Saya makin lekat dengan soal-soal tentangnya setelah memutuskan meninggalkan Palu untuk melanjutkan SMA. Pulau Jawa menjadi tujuan dengan pertimbangan klasik bahwa pulau Jawa adalah tempat yang baik untuk belajar dibandingkan dengan Palu yang ada di wilayah Indonesia Timur. Semarang jadi titik nol perantauan saya. Di sana, ada begitu banyak hal yang berbeda dengan apa yang ada di Palu. Saya belajar Bahasa Jawa serta belajar kebiasaan-kebiasaan baru. Singkatnya, saya menyerap dan beradaptasi dengan sangat cepat terhadap banyak hal baru itu. Meski, tentu saja, awalnya saya sempat mengalami keterkejutan budaya.
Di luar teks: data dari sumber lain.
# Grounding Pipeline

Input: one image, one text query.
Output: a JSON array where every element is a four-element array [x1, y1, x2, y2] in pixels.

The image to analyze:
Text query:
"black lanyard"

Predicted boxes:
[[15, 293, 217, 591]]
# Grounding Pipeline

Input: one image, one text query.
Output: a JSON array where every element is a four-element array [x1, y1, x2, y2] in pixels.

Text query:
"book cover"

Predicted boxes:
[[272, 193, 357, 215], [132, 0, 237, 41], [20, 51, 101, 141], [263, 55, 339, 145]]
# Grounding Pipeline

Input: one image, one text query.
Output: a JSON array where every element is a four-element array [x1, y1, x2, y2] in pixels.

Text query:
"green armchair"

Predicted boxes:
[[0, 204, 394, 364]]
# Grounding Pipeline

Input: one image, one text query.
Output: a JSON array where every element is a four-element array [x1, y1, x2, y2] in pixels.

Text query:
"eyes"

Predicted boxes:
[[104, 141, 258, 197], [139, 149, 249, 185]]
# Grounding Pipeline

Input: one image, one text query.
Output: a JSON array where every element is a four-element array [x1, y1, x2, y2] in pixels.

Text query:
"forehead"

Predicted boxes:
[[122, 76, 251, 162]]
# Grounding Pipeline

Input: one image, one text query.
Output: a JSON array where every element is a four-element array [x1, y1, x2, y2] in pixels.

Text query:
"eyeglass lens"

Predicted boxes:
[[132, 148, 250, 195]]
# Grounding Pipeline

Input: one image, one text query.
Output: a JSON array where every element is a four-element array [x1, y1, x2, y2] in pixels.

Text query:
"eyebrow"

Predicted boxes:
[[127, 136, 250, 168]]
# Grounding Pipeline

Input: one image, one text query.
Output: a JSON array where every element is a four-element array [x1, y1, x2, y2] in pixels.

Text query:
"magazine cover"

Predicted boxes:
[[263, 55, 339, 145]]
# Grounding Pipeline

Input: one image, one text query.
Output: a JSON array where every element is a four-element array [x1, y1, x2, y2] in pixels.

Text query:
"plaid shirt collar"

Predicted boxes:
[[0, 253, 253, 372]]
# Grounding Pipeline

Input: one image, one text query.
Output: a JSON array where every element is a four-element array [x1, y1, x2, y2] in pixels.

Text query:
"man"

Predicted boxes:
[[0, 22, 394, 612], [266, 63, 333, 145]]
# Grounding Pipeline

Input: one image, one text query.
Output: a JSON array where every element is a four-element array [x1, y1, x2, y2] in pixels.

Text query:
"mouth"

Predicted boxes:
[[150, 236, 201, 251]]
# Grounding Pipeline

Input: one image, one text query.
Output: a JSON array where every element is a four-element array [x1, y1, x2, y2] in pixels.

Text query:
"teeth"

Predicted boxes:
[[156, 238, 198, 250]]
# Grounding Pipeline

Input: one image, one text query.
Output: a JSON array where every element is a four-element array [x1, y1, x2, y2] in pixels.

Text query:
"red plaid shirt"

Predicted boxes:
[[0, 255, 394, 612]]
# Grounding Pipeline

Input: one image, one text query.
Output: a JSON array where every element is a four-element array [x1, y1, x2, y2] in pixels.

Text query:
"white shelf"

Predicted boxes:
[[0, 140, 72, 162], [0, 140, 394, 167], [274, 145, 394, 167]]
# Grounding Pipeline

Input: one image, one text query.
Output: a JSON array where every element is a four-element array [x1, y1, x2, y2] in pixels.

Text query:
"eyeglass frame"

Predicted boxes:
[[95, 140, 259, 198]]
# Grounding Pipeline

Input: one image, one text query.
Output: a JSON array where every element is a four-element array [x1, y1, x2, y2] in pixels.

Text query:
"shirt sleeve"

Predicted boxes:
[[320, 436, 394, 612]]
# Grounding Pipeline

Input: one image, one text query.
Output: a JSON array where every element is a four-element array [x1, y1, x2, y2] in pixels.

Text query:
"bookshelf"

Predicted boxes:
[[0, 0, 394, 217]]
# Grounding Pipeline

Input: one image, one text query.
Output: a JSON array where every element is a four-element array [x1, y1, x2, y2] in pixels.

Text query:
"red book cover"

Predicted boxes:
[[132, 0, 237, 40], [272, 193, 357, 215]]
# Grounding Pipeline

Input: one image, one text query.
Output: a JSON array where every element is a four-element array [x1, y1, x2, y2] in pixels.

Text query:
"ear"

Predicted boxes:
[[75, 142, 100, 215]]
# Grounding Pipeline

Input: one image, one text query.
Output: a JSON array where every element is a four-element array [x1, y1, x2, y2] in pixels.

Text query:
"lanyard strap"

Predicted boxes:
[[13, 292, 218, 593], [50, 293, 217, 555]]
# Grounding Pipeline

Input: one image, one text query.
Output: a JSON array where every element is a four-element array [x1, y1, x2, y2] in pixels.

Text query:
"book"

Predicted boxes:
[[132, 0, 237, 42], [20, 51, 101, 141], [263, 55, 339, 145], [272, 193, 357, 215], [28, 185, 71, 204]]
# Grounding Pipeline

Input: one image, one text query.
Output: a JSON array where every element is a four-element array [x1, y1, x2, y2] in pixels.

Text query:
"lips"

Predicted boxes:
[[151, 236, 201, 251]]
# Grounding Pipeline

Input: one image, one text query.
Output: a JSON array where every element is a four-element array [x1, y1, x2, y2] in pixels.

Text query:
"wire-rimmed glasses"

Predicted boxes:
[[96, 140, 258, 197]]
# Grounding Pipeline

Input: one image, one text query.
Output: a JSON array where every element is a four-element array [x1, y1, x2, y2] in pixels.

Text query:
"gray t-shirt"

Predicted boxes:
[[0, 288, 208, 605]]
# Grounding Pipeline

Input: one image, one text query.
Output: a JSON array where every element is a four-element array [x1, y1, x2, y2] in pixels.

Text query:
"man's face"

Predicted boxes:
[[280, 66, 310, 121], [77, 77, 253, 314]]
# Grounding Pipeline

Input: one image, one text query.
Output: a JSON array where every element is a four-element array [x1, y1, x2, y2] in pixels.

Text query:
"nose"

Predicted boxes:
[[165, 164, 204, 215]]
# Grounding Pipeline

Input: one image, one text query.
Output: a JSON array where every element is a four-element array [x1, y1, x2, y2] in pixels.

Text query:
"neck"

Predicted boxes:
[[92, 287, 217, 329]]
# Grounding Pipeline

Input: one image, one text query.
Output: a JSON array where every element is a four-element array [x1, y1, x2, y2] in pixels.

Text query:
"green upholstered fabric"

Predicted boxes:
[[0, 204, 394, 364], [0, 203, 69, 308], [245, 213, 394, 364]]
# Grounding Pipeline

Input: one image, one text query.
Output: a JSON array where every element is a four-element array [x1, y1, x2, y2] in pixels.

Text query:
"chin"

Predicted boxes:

Setamat SMA, saya pindah ke Yogyakarta untuk melanjutkan pendidikan. Yogyakarta menambah pengalaman saya tentang keberagaman. Di Yogyakarta saya bertemu dan bertukar pikiran dengan begitu banyak manusia. Suku mereka beragam, agama mereka tak satu, dan masih banyak pembeda-pembeda lainnya. Tahun ini masuk tahun keempat saya di Yogyakarta. Meski mengamini bahwa manusia yang berbeda-beda bisa hidup bersama di kota ini, buat saya masih ada api dalam sekam terkait perbedaan itu.
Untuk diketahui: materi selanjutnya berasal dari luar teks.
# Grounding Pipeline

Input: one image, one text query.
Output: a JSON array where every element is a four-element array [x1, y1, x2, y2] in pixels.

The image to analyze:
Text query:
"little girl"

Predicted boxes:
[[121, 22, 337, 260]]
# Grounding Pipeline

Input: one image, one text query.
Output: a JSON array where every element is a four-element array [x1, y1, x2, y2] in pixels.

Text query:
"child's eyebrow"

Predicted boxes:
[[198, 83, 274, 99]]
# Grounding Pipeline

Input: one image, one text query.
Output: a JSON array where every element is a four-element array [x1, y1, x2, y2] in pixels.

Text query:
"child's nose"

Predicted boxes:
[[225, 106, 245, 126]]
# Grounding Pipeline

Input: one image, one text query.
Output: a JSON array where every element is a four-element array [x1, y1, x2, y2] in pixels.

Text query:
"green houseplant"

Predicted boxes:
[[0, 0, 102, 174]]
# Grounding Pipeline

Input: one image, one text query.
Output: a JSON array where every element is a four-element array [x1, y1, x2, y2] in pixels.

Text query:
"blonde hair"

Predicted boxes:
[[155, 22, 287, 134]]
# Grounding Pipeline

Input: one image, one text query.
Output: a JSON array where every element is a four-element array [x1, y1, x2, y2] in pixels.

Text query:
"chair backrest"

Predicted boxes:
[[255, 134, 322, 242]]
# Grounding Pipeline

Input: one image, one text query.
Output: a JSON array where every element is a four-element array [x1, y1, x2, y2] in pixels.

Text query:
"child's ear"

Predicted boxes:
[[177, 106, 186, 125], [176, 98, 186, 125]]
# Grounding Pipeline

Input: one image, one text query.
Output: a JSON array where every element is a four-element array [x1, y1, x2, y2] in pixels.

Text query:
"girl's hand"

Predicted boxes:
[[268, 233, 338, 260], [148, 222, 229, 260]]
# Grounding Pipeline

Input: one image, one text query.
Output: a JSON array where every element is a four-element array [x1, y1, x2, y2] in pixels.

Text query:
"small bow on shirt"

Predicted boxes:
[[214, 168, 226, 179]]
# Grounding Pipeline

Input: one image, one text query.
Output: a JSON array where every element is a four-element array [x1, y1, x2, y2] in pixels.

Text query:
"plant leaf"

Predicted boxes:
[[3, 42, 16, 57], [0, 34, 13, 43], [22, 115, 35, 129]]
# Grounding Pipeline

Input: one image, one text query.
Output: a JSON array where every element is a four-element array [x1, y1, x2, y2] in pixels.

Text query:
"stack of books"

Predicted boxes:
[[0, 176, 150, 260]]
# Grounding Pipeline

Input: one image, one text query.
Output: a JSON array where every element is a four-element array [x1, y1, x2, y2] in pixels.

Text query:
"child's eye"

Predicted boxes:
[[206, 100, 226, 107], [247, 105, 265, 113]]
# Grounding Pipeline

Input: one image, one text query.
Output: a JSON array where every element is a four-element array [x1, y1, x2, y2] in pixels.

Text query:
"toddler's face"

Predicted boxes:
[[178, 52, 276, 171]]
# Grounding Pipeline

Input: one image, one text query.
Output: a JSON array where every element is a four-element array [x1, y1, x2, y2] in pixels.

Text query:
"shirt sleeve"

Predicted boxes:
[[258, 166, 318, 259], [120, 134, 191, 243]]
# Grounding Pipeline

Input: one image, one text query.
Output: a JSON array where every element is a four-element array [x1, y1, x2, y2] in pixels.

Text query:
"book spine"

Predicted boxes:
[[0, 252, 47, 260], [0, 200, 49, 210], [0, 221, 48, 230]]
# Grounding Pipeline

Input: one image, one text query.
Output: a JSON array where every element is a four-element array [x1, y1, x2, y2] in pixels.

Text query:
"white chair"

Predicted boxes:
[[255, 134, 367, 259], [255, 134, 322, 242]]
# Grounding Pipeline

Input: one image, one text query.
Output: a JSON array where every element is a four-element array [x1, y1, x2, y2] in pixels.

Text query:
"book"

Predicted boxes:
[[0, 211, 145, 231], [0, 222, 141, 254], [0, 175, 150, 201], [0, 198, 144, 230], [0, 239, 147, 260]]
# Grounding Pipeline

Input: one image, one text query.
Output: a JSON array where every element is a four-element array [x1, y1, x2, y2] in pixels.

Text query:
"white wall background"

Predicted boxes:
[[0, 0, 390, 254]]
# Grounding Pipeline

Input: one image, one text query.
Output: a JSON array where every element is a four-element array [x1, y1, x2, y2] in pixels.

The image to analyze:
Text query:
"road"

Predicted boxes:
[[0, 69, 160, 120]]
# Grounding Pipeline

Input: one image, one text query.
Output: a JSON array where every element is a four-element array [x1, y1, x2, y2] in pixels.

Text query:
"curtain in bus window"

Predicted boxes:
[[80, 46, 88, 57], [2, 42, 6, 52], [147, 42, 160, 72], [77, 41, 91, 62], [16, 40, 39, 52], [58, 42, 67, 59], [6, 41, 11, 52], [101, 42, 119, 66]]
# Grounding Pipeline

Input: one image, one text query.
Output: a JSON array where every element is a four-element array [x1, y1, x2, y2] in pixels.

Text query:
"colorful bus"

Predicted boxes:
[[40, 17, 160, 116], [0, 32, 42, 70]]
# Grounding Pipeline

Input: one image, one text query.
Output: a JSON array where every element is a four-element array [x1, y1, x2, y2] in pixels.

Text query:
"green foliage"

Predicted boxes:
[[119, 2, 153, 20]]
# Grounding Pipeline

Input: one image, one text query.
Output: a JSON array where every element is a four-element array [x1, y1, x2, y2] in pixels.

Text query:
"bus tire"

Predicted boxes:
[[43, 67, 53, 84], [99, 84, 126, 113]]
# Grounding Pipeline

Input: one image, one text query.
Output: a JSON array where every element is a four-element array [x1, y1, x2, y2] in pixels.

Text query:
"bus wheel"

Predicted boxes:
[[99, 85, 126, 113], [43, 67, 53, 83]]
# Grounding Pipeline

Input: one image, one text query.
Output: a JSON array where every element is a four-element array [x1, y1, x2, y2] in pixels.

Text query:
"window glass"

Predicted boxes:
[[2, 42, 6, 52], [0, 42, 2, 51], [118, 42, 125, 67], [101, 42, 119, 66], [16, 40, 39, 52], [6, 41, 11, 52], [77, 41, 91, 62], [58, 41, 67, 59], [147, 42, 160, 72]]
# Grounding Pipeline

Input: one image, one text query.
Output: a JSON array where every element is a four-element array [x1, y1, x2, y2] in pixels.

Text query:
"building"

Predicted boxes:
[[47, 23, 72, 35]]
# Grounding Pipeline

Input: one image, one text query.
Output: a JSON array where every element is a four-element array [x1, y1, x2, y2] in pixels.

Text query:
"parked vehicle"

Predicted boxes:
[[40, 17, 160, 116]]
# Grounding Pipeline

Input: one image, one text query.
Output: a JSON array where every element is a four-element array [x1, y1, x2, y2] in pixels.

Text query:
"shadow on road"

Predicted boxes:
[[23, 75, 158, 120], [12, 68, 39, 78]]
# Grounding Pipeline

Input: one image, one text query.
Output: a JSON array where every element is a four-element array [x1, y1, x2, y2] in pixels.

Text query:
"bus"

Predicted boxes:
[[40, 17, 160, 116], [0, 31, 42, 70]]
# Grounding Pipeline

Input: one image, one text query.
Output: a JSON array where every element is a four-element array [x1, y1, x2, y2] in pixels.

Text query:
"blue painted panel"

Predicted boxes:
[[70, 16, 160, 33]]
Contoh sederhananya, beberapa teman yang bersuku Jawa masih suka, meski dengan bercanda, berkata kepada saya, “Basa Jawamu wagu, kaya nang FTV (Bahasa Jawamu aneh, seperti di FTV).” Siapapun yang pernah menyaksikan FTV (Film Televisi) yang menjadikan Yogyakarta atau Solo sebagai latar tempatnya pastilah paham bagaimana aktris dan/atau aktornya menggunakan Bahasa Jawa. Terkesan dipaksakan dan, karena itu, di mata teman-teman yang penutur asli Bahasa Jawa, aneh. Padahal, saya sudah menggunakan Bahasa Jawa sejak SMA. Satu-satunya alasan saya menggunakan Bahasa Jawa dalam keseharian, khususnya saat bergaul dengan teman-teman yang penutur asli Bahasa Jawa, adalah masalah kenyamanan dan keinginan untuk makin akrab. Komentar-komentar seperti itu di titik-titik tertentu bisa diartikan sebagai cara teman-teman menegaskan perbedaan saya dengan mereka.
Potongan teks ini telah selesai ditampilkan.